The intention was that BLOCK works in the historical way. In historical systems, LOAD, LIST, THRU, and in fact everything that accesses blocks in any way used BLOCK and hence changed the block buffer cache. It has always been a usage requirement that you can't depend on holding pointers to previous calls to BLOCK "for long". To the extent that the standard fails to make all that explicit and misses some invalidation cases, it is an omission.
The committee didn't spend much time on BLOCK; it was seen as a "dead horse" and we had much to do on other fronts. So I'm not surprised that we missed some stuff. The new stuff was argued and nit-picked until we were exhausted, but the BLOCK stuff just sorta slid in with the expectation that anybody using it was already so familiar with it that they knew what to expect, and then it would die a gradual death.

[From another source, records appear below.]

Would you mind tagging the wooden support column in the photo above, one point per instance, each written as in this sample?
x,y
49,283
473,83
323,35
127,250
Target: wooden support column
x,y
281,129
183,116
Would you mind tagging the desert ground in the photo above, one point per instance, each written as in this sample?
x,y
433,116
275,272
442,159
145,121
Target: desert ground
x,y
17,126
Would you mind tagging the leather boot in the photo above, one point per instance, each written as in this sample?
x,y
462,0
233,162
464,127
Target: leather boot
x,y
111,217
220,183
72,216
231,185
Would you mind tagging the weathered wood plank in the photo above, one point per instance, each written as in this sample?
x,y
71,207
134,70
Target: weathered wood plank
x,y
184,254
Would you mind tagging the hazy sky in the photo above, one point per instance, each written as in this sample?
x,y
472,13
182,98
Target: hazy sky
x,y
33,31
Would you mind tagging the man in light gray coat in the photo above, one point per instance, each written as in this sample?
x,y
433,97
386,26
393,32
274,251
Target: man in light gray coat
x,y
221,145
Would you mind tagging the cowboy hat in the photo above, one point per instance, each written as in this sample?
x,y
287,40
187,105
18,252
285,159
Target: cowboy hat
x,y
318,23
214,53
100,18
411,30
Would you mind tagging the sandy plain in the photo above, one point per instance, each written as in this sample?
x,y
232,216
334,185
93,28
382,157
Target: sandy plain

Regarding the number of buffers: I don't recall ever having seen a system with only one block buffer. The need to copy one to another pretty much makes a one-buffer implementation impractical. The standard should make that explicit. Or better yet, get rid of BLOCK entirely, which was my preference during the initial deliberations. The "lifetime of a block pointer" issue is just too problematic for modern systems. (That said, I did actually use BLOCK as a factor inside some of my filesystem implementations - but it was a private implementation that was used only inside the filesystem, so the characteristics and usage patterns were controlled.)